PIA Automation auf Expansionskurs

PIA Automation auf Expansionskurs
Franz Reiter, Co-Geschäftsführer PIA Automation Austria und Nikolaus Szlavik, Geschäftsführer PIA Automation Austria

Raaba-Grambach (A) Von Krisenstimmung bis hin zur Prosperität. Automatisierungsspezialist PIA Automation Austria mit Sitz in Grambach blickt auf ein auftragsreiches Jahr 2021 zurück und treibt Digitalisierung im Unternehmen weiter voran.

"Unsere Auftragslage hat sich über das gesamte vergangene Jahr positiv entwickelt. Das gibt uns Rückenwind bei all den schwierigen Einflüssen, mit denen die Wirtschaft insgesamt zu kämpfen hat. Wir sind sehr zuversichtlich, dass wir gemeinsam mit unseren Mitarbeiterinnen und Mitarbeitern zukünftige Herausforderungen meistern werden", beschrieb Nikolaus Szlavik, Geschäftsführer der PIA Automation Austria, kurz die Jahresbilanz des Unternehmens Ende März.

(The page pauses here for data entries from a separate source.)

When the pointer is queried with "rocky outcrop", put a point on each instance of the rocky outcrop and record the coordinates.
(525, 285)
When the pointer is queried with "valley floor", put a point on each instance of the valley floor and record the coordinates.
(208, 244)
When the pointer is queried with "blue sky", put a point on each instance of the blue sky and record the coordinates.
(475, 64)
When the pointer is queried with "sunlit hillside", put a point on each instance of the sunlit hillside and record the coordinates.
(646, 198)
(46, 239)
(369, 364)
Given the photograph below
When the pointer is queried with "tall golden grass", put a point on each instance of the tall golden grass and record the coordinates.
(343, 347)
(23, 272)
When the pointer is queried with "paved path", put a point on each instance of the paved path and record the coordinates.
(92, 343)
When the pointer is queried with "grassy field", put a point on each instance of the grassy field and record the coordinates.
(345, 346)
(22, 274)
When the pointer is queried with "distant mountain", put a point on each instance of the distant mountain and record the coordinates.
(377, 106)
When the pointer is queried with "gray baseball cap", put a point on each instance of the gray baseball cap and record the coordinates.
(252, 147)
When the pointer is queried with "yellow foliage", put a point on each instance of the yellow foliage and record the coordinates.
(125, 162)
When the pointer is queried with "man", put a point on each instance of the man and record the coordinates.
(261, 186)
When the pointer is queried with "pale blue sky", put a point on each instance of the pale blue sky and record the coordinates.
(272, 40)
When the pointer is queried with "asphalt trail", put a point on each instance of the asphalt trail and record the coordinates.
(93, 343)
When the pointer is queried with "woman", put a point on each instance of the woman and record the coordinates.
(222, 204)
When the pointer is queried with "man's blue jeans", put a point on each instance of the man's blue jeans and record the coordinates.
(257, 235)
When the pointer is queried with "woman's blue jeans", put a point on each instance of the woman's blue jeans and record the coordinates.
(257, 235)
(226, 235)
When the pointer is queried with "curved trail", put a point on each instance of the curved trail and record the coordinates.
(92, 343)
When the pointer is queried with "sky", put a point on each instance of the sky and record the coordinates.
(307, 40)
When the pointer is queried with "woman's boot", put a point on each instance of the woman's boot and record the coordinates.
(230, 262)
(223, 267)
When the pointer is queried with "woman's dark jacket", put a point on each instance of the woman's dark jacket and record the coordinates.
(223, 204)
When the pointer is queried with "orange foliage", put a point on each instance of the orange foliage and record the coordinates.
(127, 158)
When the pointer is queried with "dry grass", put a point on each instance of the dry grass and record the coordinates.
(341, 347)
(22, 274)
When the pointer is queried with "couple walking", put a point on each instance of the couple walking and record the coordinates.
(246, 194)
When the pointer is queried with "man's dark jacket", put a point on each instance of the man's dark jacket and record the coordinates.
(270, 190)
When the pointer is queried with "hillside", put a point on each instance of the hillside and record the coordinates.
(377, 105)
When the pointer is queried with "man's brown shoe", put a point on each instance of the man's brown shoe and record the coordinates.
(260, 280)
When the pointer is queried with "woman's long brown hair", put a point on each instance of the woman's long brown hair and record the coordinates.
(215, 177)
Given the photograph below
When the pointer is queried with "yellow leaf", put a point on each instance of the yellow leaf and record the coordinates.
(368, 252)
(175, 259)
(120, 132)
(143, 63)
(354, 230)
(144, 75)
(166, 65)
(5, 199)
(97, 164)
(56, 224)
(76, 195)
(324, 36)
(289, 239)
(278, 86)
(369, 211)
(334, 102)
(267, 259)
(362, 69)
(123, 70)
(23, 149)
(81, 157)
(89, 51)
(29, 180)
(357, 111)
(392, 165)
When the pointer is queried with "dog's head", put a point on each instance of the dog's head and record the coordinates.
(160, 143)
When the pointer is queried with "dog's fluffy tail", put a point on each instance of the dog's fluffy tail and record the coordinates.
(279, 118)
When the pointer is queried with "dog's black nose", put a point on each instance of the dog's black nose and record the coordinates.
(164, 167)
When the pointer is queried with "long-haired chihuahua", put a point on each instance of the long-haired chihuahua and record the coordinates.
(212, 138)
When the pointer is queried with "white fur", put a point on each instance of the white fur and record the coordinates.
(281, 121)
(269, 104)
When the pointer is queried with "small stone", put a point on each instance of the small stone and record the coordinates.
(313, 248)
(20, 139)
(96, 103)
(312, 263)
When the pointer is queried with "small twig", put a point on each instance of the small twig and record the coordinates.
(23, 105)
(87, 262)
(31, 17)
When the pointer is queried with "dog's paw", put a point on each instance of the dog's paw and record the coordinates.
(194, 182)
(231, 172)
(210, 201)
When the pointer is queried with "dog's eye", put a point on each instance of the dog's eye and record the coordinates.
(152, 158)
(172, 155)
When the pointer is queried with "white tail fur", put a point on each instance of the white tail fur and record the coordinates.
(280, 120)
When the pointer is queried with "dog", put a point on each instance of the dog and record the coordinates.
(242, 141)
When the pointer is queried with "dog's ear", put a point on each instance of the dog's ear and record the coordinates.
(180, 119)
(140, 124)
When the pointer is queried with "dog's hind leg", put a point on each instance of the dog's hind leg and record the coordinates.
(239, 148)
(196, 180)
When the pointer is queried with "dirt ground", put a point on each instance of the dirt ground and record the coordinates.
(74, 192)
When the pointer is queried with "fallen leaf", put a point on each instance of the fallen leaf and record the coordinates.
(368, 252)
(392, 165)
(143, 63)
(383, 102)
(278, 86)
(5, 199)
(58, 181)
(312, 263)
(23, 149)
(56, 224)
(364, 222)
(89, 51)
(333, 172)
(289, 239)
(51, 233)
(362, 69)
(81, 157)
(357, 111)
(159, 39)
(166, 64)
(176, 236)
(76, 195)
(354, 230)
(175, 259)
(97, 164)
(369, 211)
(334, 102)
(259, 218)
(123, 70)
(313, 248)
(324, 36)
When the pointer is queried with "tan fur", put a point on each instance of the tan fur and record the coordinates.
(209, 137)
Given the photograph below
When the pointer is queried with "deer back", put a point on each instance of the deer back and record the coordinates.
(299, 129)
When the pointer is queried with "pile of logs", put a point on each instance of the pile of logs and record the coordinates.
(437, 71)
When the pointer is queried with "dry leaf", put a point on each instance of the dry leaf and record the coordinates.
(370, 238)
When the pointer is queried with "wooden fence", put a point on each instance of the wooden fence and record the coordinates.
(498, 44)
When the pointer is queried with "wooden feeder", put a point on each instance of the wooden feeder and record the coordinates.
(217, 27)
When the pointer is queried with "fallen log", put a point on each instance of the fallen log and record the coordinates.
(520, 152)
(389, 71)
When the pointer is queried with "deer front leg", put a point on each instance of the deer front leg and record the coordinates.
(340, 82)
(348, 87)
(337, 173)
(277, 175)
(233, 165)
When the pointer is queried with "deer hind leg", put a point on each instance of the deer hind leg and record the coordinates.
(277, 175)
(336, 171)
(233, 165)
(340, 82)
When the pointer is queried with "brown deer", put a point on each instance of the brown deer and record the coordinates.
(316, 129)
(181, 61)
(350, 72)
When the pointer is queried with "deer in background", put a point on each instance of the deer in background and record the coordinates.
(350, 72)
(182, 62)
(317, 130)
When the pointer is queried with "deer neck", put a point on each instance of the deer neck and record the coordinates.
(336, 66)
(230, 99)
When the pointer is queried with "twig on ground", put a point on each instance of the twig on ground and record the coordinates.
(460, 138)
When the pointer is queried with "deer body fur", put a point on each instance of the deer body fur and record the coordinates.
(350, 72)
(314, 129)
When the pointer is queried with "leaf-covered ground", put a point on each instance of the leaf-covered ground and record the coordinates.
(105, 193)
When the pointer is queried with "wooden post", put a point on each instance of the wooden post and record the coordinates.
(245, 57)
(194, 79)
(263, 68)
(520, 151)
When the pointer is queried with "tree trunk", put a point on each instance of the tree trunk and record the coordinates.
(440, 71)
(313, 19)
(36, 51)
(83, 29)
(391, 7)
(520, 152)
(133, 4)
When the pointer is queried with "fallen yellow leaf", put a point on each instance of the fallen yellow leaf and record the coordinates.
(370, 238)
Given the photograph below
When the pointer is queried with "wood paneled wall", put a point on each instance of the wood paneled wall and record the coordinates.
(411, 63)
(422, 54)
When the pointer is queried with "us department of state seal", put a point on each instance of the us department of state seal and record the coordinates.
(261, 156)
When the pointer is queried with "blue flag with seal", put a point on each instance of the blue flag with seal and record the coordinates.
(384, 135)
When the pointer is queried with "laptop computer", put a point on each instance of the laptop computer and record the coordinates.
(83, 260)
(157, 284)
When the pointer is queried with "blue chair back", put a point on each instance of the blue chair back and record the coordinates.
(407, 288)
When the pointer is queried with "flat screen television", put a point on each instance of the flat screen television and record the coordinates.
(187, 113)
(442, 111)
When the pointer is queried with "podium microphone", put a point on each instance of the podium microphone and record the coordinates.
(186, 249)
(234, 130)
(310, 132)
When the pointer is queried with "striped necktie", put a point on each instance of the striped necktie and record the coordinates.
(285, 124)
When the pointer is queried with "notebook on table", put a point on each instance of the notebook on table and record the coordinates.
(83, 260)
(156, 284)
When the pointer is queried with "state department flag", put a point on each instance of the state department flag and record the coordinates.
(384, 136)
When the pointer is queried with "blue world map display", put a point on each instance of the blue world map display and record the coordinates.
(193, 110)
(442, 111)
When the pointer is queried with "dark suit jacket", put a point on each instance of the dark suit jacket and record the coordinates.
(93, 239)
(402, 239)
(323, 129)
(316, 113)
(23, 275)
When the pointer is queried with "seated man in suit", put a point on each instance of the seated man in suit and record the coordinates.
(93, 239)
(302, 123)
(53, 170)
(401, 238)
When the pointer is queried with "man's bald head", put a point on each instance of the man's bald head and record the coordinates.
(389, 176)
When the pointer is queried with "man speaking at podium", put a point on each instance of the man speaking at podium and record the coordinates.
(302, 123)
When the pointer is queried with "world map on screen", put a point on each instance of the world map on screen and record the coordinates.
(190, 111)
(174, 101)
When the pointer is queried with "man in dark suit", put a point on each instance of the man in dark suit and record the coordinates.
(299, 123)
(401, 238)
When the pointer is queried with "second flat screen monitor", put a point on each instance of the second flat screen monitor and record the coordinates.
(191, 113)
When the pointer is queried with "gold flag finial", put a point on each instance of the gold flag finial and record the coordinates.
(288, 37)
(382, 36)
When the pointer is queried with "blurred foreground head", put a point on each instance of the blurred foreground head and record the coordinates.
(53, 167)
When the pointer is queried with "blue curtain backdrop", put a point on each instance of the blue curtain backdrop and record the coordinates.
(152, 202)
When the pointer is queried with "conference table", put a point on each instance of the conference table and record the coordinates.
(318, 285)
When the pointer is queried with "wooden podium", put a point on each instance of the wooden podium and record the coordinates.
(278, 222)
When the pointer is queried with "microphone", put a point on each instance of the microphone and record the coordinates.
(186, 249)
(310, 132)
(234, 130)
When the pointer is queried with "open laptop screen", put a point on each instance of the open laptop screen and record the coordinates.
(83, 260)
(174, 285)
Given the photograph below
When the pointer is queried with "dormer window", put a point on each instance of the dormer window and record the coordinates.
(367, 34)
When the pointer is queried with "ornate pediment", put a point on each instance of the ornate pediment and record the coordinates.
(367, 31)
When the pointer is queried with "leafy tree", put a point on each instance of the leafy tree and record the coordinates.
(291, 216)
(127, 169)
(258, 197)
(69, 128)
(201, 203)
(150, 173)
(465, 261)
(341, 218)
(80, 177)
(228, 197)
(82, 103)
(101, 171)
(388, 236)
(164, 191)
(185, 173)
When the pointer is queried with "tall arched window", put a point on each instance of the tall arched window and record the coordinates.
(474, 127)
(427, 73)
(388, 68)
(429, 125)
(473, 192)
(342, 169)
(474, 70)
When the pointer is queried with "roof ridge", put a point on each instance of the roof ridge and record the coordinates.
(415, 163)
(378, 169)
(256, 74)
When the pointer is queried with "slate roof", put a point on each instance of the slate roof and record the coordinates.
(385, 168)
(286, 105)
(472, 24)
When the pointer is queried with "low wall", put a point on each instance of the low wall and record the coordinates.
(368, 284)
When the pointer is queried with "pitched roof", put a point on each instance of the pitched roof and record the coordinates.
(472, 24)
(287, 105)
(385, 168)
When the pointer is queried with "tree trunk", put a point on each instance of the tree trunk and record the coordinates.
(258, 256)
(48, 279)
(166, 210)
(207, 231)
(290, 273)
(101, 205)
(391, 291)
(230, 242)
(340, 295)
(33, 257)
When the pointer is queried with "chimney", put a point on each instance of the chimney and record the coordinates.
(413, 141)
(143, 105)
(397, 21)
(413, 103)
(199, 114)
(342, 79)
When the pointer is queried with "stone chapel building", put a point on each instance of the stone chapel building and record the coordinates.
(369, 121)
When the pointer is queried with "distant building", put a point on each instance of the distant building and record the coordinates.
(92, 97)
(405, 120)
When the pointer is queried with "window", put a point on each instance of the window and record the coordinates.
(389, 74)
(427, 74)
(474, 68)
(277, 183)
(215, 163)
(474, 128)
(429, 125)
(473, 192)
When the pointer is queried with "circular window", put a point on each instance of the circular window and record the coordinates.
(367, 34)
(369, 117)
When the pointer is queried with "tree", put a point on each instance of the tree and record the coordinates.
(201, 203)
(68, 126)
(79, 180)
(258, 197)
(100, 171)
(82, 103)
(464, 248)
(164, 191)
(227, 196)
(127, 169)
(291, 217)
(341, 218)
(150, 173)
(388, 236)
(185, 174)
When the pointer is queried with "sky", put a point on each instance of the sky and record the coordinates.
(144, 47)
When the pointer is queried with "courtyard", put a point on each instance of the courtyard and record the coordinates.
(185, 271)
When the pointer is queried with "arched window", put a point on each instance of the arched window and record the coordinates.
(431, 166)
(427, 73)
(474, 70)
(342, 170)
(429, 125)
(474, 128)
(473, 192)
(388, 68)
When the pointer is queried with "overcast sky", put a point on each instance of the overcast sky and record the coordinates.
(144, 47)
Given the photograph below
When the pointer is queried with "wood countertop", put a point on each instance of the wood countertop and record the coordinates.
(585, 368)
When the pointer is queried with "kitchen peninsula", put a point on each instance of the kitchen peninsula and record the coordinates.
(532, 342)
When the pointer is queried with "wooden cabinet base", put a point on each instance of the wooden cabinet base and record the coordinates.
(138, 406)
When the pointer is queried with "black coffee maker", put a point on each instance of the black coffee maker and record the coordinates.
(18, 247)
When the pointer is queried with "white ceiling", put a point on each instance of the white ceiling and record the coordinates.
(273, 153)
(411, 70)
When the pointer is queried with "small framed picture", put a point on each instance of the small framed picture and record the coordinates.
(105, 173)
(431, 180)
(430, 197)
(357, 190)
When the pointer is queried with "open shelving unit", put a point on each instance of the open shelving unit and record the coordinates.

Ein Gedanke, der Mitarbeiter*innen und Geschäftsführung zu einen scheint. Der eiserne Wille, die Produktion während zahlreicher Absonderungen, Lockdowns und Lieferschwierigkeiten "am Laufen zu halten", habe sich bezahlt gemacht, so Szlavik. OEM-Kunden und Unternehmenspartner würden sich von der Qualität der Leistung weiterhin überzeugt zeigen und investierten in Technologien des Unternehmens.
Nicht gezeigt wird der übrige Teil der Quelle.